Personal information
- Full name: Cecil Thomas Frederick Willard
- Date of birth: 16 January 1924
- Place of birth: Chichester, England
- Date of death: 6 May 2005 (aged 81)
- Place of death: Chichester, England
- Position(s): Right half, inside forward

Senior career*
- Years: Team / Apps / (Gls)
- Chichester
- 1946–1953: Brighton & Hove Albion / 190 / (22)
- 1953–1955: Crystal Palace / 46 / (5)

Managerial career
- Crystal Palace (youth team)
- 1975: Brentford (caretaker)

= Jess Willard (footballer) =

English footballer and coach

Cecil Thomas Frederick Willard (16 January 1924 – 6 May 2005), known as Jess Willard, was an English professional footballer who played as a right half and inside forward in the Football League for Brighton & Hove Albion and Crystal Palace.
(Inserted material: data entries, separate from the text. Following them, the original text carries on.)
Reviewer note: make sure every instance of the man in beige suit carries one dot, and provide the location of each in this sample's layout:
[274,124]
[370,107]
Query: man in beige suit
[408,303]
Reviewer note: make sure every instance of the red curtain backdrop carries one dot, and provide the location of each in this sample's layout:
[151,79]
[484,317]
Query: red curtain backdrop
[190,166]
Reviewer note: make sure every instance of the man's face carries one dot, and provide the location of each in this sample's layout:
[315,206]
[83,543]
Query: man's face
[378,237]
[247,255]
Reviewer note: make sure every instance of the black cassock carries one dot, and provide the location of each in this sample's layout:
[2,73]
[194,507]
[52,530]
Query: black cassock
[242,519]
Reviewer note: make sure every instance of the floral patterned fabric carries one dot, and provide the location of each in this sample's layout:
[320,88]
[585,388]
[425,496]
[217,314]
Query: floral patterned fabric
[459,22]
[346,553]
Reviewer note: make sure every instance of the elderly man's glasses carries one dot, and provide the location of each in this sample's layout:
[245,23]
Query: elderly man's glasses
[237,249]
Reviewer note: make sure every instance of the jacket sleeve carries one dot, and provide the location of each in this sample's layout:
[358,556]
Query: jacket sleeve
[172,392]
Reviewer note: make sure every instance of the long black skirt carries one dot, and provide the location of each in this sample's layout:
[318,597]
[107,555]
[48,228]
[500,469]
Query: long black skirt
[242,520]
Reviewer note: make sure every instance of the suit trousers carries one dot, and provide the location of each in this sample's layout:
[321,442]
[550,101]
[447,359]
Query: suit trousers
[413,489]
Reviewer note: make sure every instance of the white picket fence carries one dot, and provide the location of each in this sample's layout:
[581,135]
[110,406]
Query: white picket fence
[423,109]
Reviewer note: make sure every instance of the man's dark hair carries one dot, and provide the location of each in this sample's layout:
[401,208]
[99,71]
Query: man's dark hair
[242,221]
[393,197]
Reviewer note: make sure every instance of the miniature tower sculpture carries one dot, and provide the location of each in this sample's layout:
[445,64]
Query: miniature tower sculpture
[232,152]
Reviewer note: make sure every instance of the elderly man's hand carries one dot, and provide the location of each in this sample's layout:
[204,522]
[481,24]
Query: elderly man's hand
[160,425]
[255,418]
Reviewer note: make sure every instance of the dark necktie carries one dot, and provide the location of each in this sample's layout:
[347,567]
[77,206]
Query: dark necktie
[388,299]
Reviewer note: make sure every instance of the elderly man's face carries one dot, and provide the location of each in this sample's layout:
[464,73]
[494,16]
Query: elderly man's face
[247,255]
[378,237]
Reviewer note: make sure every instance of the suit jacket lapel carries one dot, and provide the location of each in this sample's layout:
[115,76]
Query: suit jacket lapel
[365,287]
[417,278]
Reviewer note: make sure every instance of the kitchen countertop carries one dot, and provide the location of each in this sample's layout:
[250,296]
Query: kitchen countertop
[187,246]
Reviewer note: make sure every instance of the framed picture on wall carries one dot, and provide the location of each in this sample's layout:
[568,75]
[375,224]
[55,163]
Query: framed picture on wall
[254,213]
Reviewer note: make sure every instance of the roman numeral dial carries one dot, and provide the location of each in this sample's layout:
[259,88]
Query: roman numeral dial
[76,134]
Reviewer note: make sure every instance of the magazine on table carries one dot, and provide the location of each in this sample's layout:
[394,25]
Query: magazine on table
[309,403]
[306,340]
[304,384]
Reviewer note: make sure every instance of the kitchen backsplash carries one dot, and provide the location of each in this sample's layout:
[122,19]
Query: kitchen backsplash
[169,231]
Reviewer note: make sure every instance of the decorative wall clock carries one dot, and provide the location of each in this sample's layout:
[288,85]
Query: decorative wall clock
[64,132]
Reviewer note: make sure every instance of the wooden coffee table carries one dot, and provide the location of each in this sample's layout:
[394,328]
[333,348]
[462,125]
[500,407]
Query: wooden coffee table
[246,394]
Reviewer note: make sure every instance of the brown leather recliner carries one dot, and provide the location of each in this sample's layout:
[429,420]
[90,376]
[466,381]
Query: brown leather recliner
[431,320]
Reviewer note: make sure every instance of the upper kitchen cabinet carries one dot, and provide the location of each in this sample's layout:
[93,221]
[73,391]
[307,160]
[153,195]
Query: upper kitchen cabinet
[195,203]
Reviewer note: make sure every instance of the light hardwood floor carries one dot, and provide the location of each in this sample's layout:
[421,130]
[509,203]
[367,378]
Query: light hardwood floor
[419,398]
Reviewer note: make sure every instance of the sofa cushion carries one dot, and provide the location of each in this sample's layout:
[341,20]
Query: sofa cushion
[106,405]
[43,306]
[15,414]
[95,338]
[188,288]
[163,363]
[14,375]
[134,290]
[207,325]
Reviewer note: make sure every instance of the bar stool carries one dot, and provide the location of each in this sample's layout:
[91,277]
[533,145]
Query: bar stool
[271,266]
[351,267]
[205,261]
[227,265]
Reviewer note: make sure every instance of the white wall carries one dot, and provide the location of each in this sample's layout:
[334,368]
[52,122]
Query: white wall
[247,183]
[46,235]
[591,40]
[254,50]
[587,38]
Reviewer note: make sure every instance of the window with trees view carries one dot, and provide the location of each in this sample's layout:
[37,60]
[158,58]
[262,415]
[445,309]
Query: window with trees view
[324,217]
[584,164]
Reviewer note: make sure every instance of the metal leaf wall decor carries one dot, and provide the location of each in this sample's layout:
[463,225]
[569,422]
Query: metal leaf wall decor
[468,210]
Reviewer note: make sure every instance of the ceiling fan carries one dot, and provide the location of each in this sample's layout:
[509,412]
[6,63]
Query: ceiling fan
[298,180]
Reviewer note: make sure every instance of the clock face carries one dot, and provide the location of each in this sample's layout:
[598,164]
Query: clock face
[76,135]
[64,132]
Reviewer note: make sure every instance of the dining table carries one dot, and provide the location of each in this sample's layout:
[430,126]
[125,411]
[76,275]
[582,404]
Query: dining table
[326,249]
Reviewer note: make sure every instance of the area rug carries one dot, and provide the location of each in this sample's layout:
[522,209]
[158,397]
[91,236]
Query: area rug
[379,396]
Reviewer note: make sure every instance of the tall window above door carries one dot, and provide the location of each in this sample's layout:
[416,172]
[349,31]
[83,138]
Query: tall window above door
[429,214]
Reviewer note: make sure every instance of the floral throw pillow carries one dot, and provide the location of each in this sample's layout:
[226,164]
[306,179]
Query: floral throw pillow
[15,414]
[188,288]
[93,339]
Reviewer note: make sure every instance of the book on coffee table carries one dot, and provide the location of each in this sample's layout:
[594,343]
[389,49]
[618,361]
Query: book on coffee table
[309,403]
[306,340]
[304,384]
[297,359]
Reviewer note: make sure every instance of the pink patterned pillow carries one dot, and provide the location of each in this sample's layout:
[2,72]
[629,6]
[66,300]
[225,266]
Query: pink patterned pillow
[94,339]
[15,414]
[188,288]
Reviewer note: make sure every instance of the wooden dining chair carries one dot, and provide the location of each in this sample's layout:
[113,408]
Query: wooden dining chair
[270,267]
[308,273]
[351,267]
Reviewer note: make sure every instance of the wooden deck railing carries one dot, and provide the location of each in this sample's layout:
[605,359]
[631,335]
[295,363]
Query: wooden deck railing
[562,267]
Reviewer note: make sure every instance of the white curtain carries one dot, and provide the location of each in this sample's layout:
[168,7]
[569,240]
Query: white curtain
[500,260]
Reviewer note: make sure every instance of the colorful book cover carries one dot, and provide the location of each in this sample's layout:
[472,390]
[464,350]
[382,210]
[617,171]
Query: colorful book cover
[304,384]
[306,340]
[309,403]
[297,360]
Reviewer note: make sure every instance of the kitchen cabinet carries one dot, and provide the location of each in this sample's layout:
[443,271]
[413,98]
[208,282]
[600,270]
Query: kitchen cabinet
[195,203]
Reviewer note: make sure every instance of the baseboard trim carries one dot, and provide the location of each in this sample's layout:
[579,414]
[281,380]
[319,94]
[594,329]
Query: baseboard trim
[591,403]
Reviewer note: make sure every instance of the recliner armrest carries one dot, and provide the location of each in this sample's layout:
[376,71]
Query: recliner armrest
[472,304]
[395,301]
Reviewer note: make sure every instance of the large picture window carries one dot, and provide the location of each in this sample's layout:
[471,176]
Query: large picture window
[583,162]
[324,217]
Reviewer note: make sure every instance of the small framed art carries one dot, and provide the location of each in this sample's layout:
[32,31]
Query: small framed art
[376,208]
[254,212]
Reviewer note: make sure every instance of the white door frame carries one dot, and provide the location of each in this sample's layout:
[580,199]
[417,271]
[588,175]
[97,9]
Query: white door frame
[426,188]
After his retirement from playing he became a coach and trainer, first managing the youth team and serving as first team coach at Crystal Palace, then later working as trainer at Brentford and presiding over one match as caretaker manager in January 1975.

== Personal life ==
Willard attended the Lancastrian School in his home town of Chichester and later worked for Shippam's. He boxed in his youth and acquired the nickname "Jess". Willard served in the Royal Air Force during the Second World War. As of March 2001, Willard was living in Turners Hill Park, Sussex.